FDA requests that the Rand Eye Institute immediately cease promoting the VISX Star S4 Laser in violation of the Act. The firm should take prompt action to correct the violations addressed in this letter. Failure to promptly correct these violations may result in regulatory action being initiated by FDA without further notice. These actions may include, but are not limited to, seizure, injunction, and civil money penalties.

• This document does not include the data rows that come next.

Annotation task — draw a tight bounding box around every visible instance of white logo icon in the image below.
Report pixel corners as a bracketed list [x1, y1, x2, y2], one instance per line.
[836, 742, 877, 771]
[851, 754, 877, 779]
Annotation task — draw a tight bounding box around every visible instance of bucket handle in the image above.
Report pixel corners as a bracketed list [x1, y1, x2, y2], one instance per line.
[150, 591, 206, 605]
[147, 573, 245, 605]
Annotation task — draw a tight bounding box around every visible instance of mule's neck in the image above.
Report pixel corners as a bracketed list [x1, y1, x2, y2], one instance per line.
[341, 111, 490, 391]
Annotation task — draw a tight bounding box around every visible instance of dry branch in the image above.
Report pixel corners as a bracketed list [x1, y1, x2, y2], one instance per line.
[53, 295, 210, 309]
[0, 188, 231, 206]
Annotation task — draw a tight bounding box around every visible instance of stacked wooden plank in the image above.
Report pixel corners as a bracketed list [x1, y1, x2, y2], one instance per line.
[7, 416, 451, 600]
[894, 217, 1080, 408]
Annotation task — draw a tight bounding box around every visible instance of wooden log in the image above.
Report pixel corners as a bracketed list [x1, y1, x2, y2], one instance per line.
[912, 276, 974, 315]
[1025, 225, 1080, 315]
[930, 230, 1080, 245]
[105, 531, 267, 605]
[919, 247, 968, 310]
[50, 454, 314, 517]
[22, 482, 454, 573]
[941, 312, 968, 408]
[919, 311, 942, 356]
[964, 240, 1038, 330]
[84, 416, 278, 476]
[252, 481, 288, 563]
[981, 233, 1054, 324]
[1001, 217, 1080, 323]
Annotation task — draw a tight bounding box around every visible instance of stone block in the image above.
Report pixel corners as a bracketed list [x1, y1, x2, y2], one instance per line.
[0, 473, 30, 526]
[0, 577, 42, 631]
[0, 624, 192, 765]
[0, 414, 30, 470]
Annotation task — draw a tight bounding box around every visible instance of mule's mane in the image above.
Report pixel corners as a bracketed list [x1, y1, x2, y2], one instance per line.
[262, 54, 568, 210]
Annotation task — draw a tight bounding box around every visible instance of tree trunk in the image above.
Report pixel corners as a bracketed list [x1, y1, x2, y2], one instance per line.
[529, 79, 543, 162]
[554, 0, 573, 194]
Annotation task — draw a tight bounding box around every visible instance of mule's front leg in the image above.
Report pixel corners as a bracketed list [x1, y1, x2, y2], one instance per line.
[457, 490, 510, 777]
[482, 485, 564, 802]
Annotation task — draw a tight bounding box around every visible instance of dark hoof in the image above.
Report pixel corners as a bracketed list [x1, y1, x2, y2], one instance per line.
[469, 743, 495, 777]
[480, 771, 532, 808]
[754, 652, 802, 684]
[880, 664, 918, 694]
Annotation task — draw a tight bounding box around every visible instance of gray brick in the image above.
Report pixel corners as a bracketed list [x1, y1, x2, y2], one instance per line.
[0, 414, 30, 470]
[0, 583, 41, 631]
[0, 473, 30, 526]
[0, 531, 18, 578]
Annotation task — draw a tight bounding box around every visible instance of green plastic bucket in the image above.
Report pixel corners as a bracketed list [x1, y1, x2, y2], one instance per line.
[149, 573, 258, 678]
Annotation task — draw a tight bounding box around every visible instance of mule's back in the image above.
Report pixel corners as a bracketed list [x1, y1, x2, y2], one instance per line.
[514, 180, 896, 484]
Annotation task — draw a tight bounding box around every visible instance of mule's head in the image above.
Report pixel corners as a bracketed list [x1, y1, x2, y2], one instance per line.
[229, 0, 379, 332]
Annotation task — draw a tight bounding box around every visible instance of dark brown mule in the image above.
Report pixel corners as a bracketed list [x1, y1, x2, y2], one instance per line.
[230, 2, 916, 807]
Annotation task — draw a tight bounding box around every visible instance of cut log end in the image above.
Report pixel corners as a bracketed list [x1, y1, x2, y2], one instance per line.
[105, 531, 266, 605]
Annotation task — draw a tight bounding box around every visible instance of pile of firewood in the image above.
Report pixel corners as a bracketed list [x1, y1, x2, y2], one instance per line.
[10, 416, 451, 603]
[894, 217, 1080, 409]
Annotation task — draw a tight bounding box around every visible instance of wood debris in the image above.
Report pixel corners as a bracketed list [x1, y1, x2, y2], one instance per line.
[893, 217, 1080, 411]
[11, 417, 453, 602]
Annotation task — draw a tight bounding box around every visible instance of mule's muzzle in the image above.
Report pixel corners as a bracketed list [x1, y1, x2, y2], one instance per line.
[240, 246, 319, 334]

Please notify this office in writing within fifteen business days from the date that you receive this letter of the specific steps that your firm has taken to correct the noted violations, as well as an explanation of how your firm plans to prevent these violations, or similar violations, from occurring again. Include documentation of the corrections and/or corrective actions that your firm has taken. If your firm’s planned corrections and/or corrective actions will occur over time, please include a timetable for implementation of those activities. If corrections and/or corrective actions cannot be completed within fifteen business days, state the reason for the delay and the time within which these activities will be completed. Your firm’s response should be sent to:
Food and Drug Administration
Center for Devices and Radiological Health
Office of Compliance
10903 New Hampshire Avenue
Silver Spring, MD 20993
Finally, you should know that this letter is not intended to be an all-inclusive list of the firm’s violations. It is your firm’s responsibility to ensure compliance with applicable laws and regulations administered by FDA.
Office of Compliance
Center for Devices and
1 On September 23, 2011, FDA issued a letter to eye care professionals regarding the promotion and advertising of FDA-approved lasers used during refractive procedures, including LASIK. See http://www.fda.gov/MedicalDevices/ProductsandMedicalProcedures/SurgeryandLifeSupport/LASIK/ucm272960.htm. In this letter, FDA emphasized the importance of providing adequate risk information in the advertising and promotion of FDA-approved lasers used in refractive procedures and directed eye care professionals to additional relevant information. As explained in the letter. lasers used in refractive procedures are restricted devices and are misbranded under the Act if their labeling or advertising is false or misleading. FDA also issued letters to the American Society of Cataract and Refractive Surgery and the American Academy of Ophthalmology. See http://www.fda.gov/MedicalDevices/ProductsandMedicalProcedures/SurgeryandLifeSupport/LASIK/ucm297512.htm;
2 A clinic's use of a device in patient treatment constitutes ·'holding for sale.'' See. e.g., UnitedStatesv. Diapulse Corp. of Am., 514 F.2d 1097, 1098 (2d Cir. 1975).